Erst verletzt sich Kapitänin Giulia Gwinn beim Auftakt gegen Polen (2:0) am Innenband, dann kassiert deren Backup Carlotta Wamser gegen Schweden (1:4) wegen Handspiels vor dem Tor die Rote Karte. Die Baustelle rechts in der Verteidigung ist also ganz besonders groß, doch die deutliche Pleite gegen die Skandinavierinnen offenbarte insgesamt so große Lücken, dass das DFB-Team Umstrukturierungen benötigt. "Wir haben noch keine 1A-Option", sagt Meinert mit Blick auf die Defensive für die Partie gegen Frankreich.
Sie geht mit den Problemen des Teams offensiver um als Bundestrainer Christian Wück.
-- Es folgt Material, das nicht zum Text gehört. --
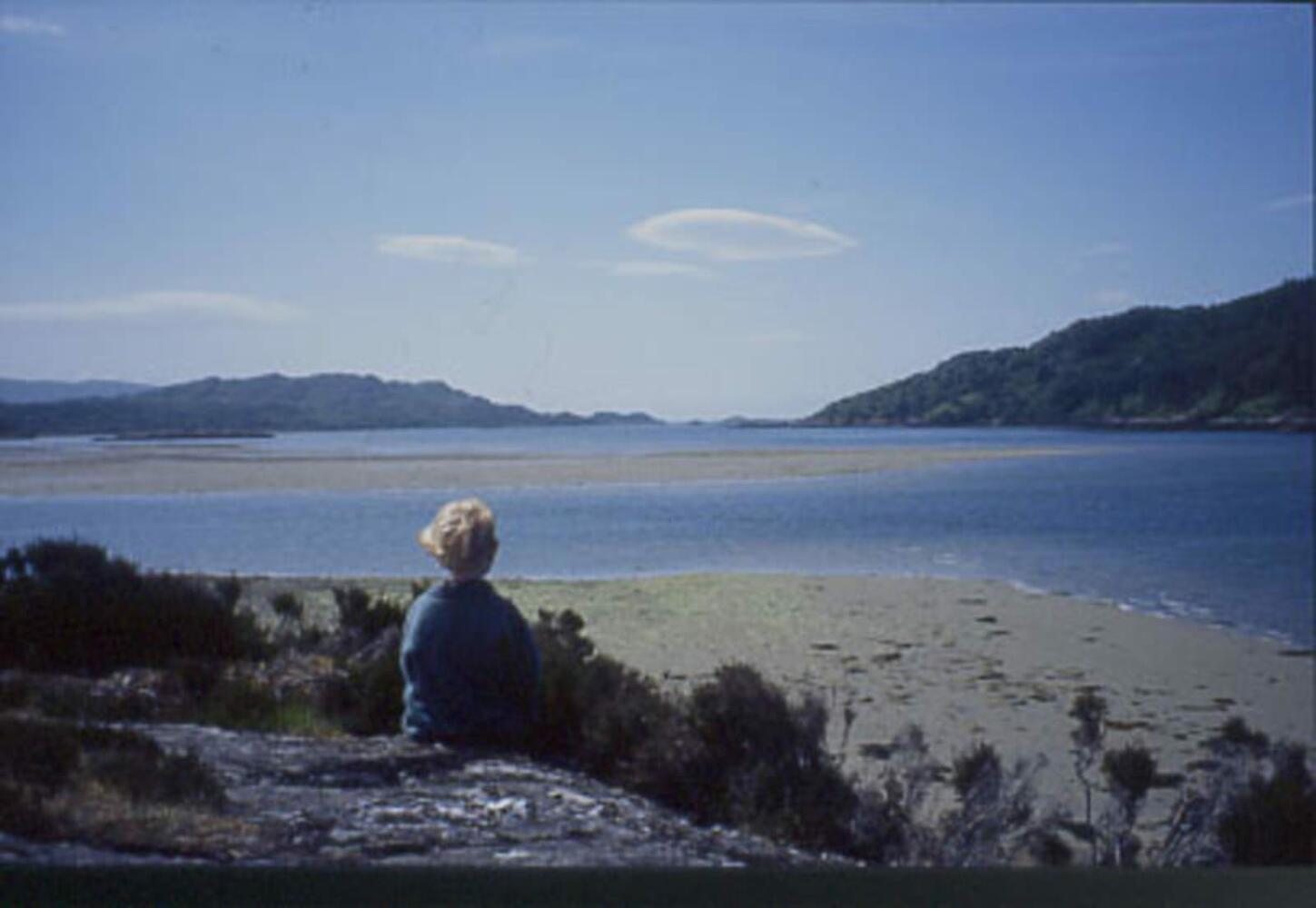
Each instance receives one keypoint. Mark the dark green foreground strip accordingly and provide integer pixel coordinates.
(74, 886)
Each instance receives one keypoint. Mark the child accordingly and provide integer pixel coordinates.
(469, 662)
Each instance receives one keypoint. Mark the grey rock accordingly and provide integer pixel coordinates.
(386, 800)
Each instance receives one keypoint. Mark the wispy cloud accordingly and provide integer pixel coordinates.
(21, 25)
(450, 249)
(777, 339)
(730, 234)
(524, 46)
(143, 307)
(1301, 201)
(1113, 299)
(644, 269)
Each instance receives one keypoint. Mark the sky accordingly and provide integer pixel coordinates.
(690, 210)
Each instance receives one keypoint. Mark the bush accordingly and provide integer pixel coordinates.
(361, 616)
(46, 755)
(66, 606)
(594, 712)
(1272, 820)
(732, 752)
(371, 702)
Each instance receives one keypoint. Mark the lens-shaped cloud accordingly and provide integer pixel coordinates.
(450, 249)
(143, 307)
(730, 234)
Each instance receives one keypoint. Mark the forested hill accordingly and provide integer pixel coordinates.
(1233, 365)
(275, 403)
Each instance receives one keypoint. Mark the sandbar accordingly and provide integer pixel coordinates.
(966, 661)
(198, 469)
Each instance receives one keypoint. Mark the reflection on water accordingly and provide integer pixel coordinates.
(1208, 527)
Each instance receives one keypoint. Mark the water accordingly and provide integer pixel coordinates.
(1215, 528)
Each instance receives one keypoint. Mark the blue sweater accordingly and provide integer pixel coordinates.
(470, 667)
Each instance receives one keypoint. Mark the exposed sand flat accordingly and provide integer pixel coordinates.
(967, 661)
(184, 469)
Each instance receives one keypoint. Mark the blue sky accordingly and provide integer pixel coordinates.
(688, 210)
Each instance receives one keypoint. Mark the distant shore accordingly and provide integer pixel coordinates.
(146, 469)
(966, 661)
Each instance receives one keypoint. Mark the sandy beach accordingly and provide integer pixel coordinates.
(966, 661)
(234, 468)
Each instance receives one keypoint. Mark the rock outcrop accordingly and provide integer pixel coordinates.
(353, 802)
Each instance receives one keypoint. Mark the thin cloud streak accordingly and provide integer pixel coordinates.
(143, 307)
(450, 249)
(21, 25)
(658, 270)
(732, 234)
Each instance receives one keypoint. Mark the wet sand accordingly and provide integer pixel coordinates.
(966, 661)
(193, 469)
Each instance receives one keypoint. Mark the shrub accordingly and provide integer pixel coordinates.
(732, 752)
(976, 773)
(67, 606)
(1131, 772)
(1272, 820)
(38, 755)
(371, 703)
(363, 617)
(595, 712)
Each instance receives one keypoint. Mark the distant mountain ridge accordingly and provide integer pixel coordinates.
(1245, 363)
(20, 391)
(278, 403)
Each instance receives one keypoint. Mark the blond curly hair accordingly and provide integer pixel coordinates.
(462, 538)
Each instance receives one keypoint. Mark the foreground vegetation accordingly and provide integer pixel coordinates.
(733, 750)
(1244, 362)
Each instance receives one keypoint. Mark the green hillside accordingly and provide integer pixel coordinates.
(1240, 363)
(277, 403)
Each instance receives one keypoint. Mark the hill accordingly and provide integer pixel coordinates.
(19, 391)
(277, 403)
(1242, 363)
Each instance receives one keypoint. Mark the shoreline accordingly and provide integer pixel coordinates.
(202, 469)
(965, 659)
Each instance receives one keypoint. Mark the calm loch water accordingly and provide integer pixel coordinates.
(1207, 527)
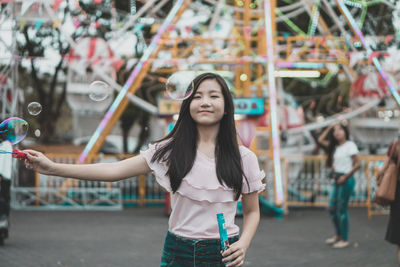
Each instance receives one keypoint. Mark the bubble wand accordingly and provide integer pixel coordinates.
(16, 153)
(222, 232)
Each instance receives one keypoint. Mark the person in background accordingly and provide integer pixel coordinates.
(344, 161)
(5, 184)
(393, 228)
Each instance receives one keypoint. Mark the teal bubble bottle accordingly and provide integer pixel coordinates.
(222, 232)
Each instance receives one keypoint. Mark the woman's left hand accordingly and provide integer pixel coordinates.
(234, 254)
(342, 179)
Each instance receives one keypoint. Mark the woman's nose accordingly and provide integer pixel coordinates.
(205, 102)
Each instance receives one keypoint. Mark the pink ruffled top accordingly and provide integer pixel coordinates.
(200, 196)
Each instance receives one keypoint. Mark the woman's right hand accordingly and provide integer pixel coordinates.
(38, 162)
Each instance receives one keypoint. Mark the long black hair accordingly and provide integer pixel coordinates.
(179, 151)
(333, 143)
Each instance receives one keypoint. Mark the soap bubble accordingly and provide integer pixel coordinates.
(180, 85)
(14, 130)
(99, 91)
(34, 108)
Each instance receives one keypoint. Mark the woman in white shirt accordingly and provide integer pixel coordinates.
(344, 161)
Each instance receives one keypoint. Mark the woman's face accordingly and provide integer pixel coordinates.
(208, 106)
(338, 133)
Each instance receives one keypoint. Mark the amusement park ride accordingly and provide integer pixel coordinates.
(240, 42)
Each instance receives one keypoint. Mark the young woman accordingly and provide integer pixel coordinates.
(203, 167)
(343, 159)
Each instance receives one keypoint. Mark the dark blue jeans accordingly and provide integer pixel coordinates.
(338, 206)
(183, 252)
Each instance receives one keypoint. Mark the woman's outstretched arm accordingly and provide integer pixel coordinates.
(108, 172)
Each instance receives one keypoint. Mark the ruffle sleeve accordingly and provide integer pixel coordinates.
(159, 169)
(252, 172)
(201, 183)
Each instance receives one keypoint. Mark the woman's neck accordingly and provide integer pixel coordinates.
(341, 142)
(207, 134)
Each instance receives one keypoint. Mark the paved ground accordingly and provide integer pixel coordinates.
(134, 237)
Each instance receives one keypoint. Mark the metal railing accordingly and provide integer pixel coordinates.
(306, 184)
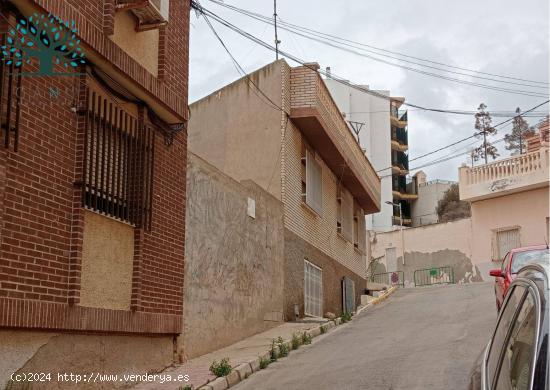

Dieser war nach der Pleite gegen Schweden nicht sonderlich angetan von Kritik, vor allem an der löchrigen Verteidigung. Fragen nach einer Umstellung des sehr offensiven Spielsystems hatte er eine Absage erteilt: "Ich glaube, es ist jetzt falsch, wenn wir sagen, wir wollen jetzt nur reagieren und wollen nur zerstören. Ich glaube, das liegt uns auch nicht, dass wir eine Mannschaft sind, die sich hinten reinstellt und versucht, die Null zu halten und nach vorne gar nichts zu tun. Dafür haben wir auch die falschen Spielerinnen."
Wück hat nicht viel Zeit
Diese musste Wück erst einmal kennenlernen und hatte dafür nicht sonderlich viel Zeit. Noch kein Jahr ist er der Bundestrainer, hatte vorher keine Berührung mit dem Fußball der Frauen. Seit seinem Länderspiel-Debüt am 25. Oktober 2024 hatte der Trainer, der mit der männlichen U17 Europa- und Weltmeister geworden war, stets betont, dass ihm nicht viel Zeit bis zum Turnier bleibt. Zu seinem Job gekommen war er aufgrund des WM-Debakels 2023 in Australien, nach dem Aus in der Vorrunde war die Zeit von Martina Voss-Tecklenburg beendet. Horst Hrubesch spielte zum zweiten Mal den Feuerwehrmann, es war von vorneherein klar, dass er nach Olympia nicht länger zur Verfügung stehen würde. Ein offensichtlicher Kandidat als Frauen-Bundestrainer tat sich nicht hervor, die Wahl fiel dann auf Wück.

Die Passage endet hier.